As we pulled in, there was already a crowd forming under the trees, hiding from the harsh Dominican sun. These people were a perfect micro-chasm of the demographics of the Dominican. Between the age and economic disparities as well as the disease processes—a miniature representation of the Dominican was waiting in the proverbial “waiting room” sweating profusely in the beaming morning sun. We had a diverse group of expecting mothers, new mothers, pediatric patients ranging from neonates to pre-teens, men who had momentarily escaped from work, and older, typical patients who present with multiple co-morbidities and numerous complaints. In that small group, there were disease processes ranging from “agripe” (the Dominican word for a “head cold.”) to a TB patient with a positive screening test for HIV. Out of the group of over 50 waiting outside in the sweltering, unforgiving Dominican humidity, only around 30 were seen, and then approximately 25 were turned away. It is tough to imagine the thoughts of these desperate people who we turned away, but as is the reality in this desperate, yet fiscally growing country, we simply cannot treat everyone in need. We do not have the time, ability, or funding to take over this monumental task. We have to accept that The Lord will provide, and that his plan, and his provisions are more than enough.

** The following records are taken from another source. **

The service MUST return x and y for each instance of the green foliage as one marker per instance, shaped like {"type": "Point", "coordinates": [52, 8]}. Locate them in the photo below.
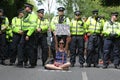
{"type": "Point", "coordinates": [110, 2]}
{"type": "Point", "coordinates": [11, 6]}
{"type": "Point", "coordinates": [86, 6]}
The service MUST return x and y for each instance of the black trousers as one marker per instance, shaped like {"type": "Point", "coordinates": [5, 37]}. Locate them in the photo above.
{"type": "Point", "coordinates": [14, 47]}
{"type": "Point", "coordinates": [42, 41]}
{"type": "Point", "coordinates": [22, 56]}
{"type": "Point", "coordinates": [111, 49]}
{"type": "Point", "coordinates": [3, 46]}
{"type": "Point", "coordinates": [53, 44]}
{"type": "Point", "coordinates": [30, 50]}
{"type": "Point", "coordinates": [77, 43]}
{"type": "Point", "coordinates": [93, 49]}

The sweaty (and probably smelly) waiting area was also a glimpse into the spiritual makeup of this dark country. As in the United States, the Dominican is a country that is growing increasingly secular. However, in the Dominican, this is also coupled with the explosion of cult, Satanic, and Voodoo practices. This group was no different. There were people who had at once been close to The Lord, but due to various circumstances have drifted away from his divine word. There are people who understand The Gospel, but just do not feel like it is “time.” There were people who wanted nothing to do with Christ. Still there were others who stood there and nodded along, giving no thought to the words that were being said to them. All in all, even though we are hundreds (thousands?) of miles from home, some things never change—people tend to rely on themselves more than the divine creator of the universe.
All in all, this first week in clinic has been great. We have treated many sick patients, and spread the eternal, almighty, amazing good news of the Gospel to every patient. Yes, we are here to treat their physical illnesses, but there spiritual illness takes precedence in every patient encounter. To conclude, “Even though I walk through the valley of the shadow of death, I will fear no evil, for you are with me; your rod and your staff they comfort me.” We have nothing to fear. We must be bold. With God for us, then who can be against us? We thank you all for your continued prayers. We have one week to go, with 5 new villages to spread “The Good News.” We don’t know what will be waiting for our bus as we arrive, but through God, all things are possible.